The Queen v Neil Martin Clarke
[2000] NZCA 349
•27 November 2000
| IN THE COURT OF APPEAL OF NEW ZEALAND | CA 357/00 |
THE QUEEN
V
NEIL MARTIN CLARKE
| Hearing: | 27 November 2000 |
| Coram: | Thomas J Heron J Anderson J |
| Appearances: | Mr Clarke appears in person P K Feltham for Crown |
| Judgment: | 27 November 2000 |
| JUDGMENT OF THE COURT DELIVERED BY THOMAS J |
The appellant, Mr Clarke, has applied for special leave to appeal against his conviction and sentence in the Wellington District Court on 30 March and 1 June 1999 respectively, in respect of a charge of excess blood alcohol.

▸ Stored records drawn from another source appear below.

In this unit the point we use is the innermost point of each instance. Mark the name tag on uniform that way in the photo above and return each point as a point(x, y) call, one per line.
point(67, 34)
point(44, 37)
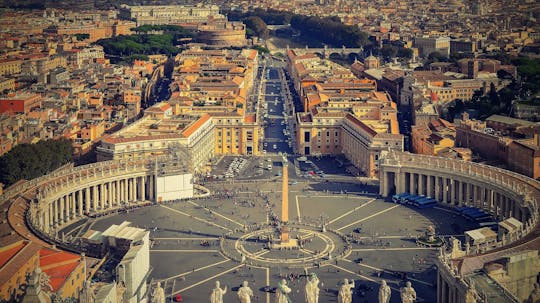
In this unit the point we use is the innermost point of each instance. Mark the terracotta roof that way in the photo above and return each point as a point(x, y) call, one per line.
point(58, 265)
point(195, 125)
point(7, 254)
point(251, 118)
point(18, 261)
point(114, 140)
point(361, 125)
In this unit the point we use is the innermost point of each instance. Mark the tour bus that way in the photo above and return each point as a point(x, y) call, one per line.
point(492, 224)
point(426, 202)
point(400, 198)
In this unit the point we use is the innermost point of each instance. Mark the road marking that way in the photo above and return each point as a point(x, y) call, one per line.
point(183, 250)
point(216, 213)
point(208, 279)
point(298, 210)
point(394, 249)
point(307, 251)
point(352, 272)
point(390, 272)
point(362, 276)
point(368, 217)
point(198, 219)
point(197, 269)
point(314, 195)
point(351, 211)
point(200, 238)
point(268, 284)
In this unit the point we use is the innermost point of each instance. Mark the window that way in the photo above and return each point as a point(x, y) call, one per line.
point(307, 137)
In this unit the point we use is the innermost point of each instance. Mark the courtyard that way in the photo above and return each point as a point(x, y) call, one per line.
point(223, 238)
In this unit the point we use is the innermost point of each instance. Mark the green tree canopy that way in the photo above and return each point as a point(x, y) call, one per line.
point(29, 161)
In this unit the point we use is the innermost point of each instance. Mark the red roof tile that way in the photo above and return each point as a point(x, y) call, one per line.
point(6, 255)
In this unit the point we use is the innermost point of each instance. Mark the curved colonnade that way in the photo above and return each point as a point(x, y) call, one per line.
point(70, 193)
point(455, 183)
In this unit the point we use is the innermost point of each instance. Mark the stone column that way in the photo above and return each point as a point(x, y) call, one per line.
point(126, 197)
point(102, 196)
point(110, 193)
point(452, 187)
point(420, 184)
point(115, 193)
point(143, 188)
point(444, 292)
point(51, 213)
point(134, 189)
point(46, 216)
point(437, 194)
point(79, 202)
point(62, 215)
point(56, 211)
point(475, 194)
point(87, 199)
point(412, 188)
point(459, 185)
point(151, 187)
point(95, 197)
point(430, 191)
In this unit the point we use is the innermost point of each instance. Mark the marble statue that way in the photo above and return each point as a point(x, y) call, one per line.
point(430, 233)
point(217, 294)
point(384, 292)
point(470, 295)
point(245, 293)
point(282, 292)
point(534, 297)
point(312, 288)
point(158, 295)
point(345, 292)
point(408, 294)
point(44, 281)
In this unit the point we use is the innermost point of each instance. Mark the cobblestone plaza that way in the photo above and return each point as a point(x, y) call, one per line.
point(223, 238)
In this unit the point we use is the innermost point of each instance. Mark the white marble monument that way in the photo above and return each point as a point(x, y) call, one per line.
point(384, 292)
point(312, 289)
point(345, 291)
point(408, 294)
point(217, 294)
point(282, 292)
point(245, 293)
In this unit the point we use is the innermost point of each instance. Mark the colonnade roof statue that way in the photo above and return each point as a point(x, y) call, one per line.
point(217, 293)
point(408, 294)
point(312, 288)
point(245, 293)
point(345, 291)
point(158, 296)
point(282, 292)
point(384, 292)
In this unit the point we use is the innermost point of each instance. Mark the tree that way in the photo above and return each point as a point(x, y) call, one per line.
point(258, 26)
point(436, 57)
point(405, 53)
point(81, 37)
point(389, 51)
point(29, 161)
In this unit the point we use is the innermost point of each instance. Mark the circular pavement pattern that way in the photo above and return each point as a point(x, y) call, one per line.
point(195, 243)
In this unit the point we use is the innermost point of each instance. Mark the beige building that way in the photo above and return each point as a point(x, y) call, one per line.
point(169, 14)
point(236, 134)
point(152, 136)
point(322, 132)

The matter has a lengthy history. Mr Clarke was arrested on 2 November 1998 and charged with careless driving, being unlawfully in an enclosed yard, and excess blood alcohol. He defended the charges which were heard before Moss DCJ on 31 March 1999 in the Wellington District Court. In an oral judgment the Judge dismissed the charge of being unlawfully in an enclosed yard and convicted Mr Clarke on the remaining two charges of careless driving and excess blood alcohol. Moss DCJ then sentenced Mr Clarke to seven months periodic detention and two years disqualification on the excess blood alcohol charge, and six months disqualification on the careless driving charge.

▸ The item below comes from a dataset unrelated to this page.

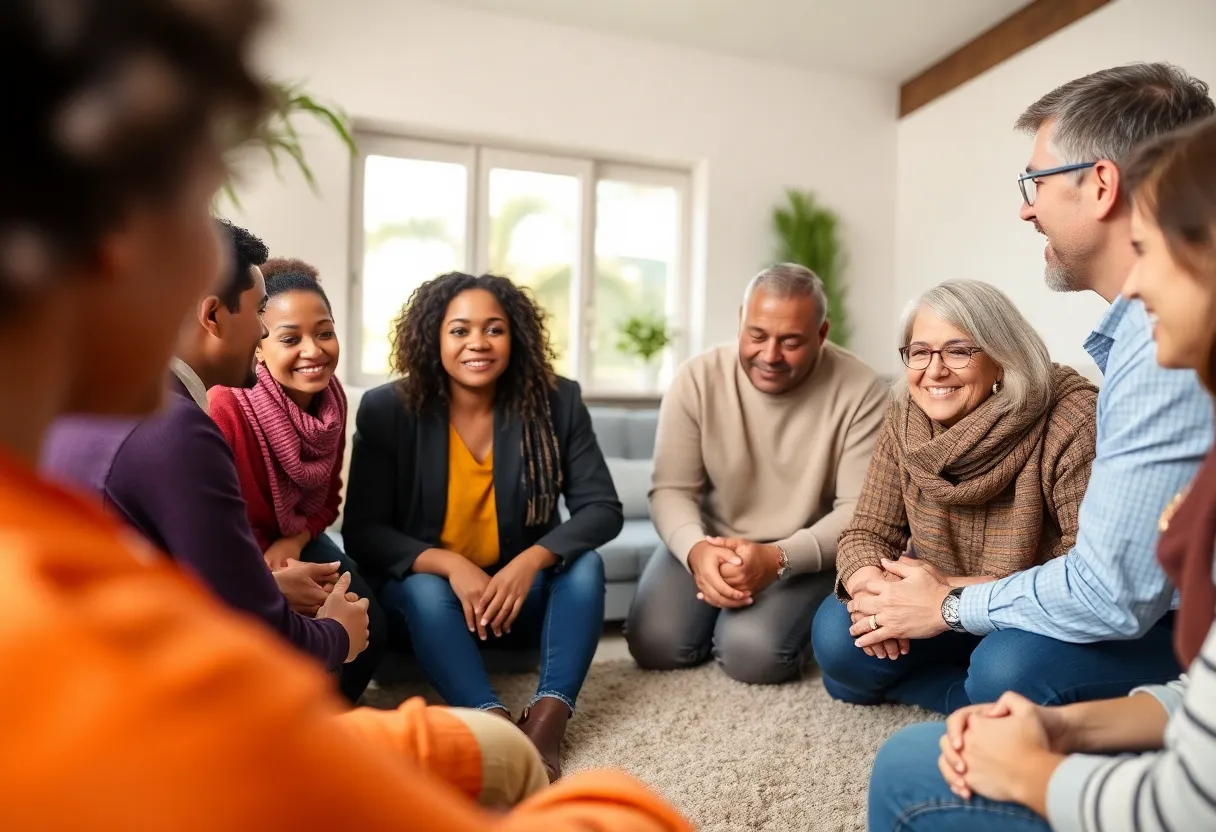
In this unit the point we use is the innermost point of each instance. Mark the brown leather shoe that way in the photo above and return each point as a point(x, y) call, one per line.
point(545, 725)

Mr Clarke appealed to the High Court. The appeal against conviction and sentence was heard by Potter J on 8 October 1999. In a reserved decision, Potter J dismissed the appeal against both conviction and sentence. Mr Clarke applied for leave to appeal to this Court. Fisher J dismissed this application on 12 November 1999 holding that there was no question of law involved.
Mr Clarke next applied for special leave to appeal to this Court against his conviction and sentence. In a reserved decision delivered on 4 April this year, this Court dismissed Mr Clarke’s application.

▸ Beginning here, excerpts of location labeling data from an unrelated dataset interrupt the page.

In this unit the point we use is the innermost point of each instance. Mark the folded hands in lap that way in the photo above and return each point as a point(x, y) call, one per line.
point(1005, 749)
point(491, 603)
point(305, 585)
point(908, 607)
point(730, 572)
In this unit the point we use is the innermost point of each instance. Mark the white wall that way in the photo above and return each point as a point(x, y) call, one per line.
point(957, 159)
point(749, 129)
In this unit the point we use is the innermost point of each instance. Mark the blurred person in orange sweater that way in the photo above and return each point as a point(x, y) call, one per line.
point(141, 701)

On 25 July of this year, a Probation Officer applied for a review of the sentence of seven months periodic detention imposed on 1 June 1999. This application was heard by Tuohy DCJ on 28 July. The existing sentence of seven months periodic detention was cancelled along with Mr Clarke’s outstanding fines. A total sentence of 12 months periodic detention was imposed instead.
Mr Clarke appealed against his conviction and sentence on 28 July 2000. His appeal was heard by McGechan J on 28 August. The learned Judge held that he was unable to reopen the appeal against conviction in respect of the blood alcohol charge as that matter had already been dealt with by this Court. He therefore treated the appeal as an appeal against the sentence imposed on review, and allowed the appeal. He quashed the sentence of 12 months periodic detention and replaced it with a sentence of nine months period detention.
On 12 September this year, Mr Clarke applied for leave to appeal to this Court against McGechan J’s decision. The Judge dismissed the application holding that no question of law arose.
Mr Clarke appeared in this Court today in person. As discussion in this Court confirmed, Mr Clarke is still seeking to appeal against his original conviction and sentence on the charge of excess blood alcohol. That appeal has already been heard and determined by this Court. As the decision of this Court delivered on 9 April 2000 makes clear, the Court on that occasion considered all the issues and found that no question of law of general or public importance could be identified justifying the granting of special leave to appeal. Accordingly, the appeal was dismissed.
Section 144 (6) of the Summary Proceedings Act 1957 states:
The decision of the Court of Appeal on any application to that Court for leave to appeal shall be final. (Emphasis added).
There is no jurisdiction for this Court to now reconsider Mr Clarke’s appeal against conviction and that appeal is therefore dismissed. All that this Court has jurisdiction to consider is the application for special leave to appeal against McGechan J’s sentencing of Mr Clarke on 29 August 2000: the quashing of the original sentence of 12 months periodic detention and substitution of nine months periodic detention. For this Court to grant special leave, however, an appellant must first identify a question of law before the Court can consider the appeal. Mr Clarke cannot do that. No question of law is involved and, however important it may be to Mr Clarke, nothing remotely suggests a question of general or public importance.
The application for leave is refused and the appeal is dismissed.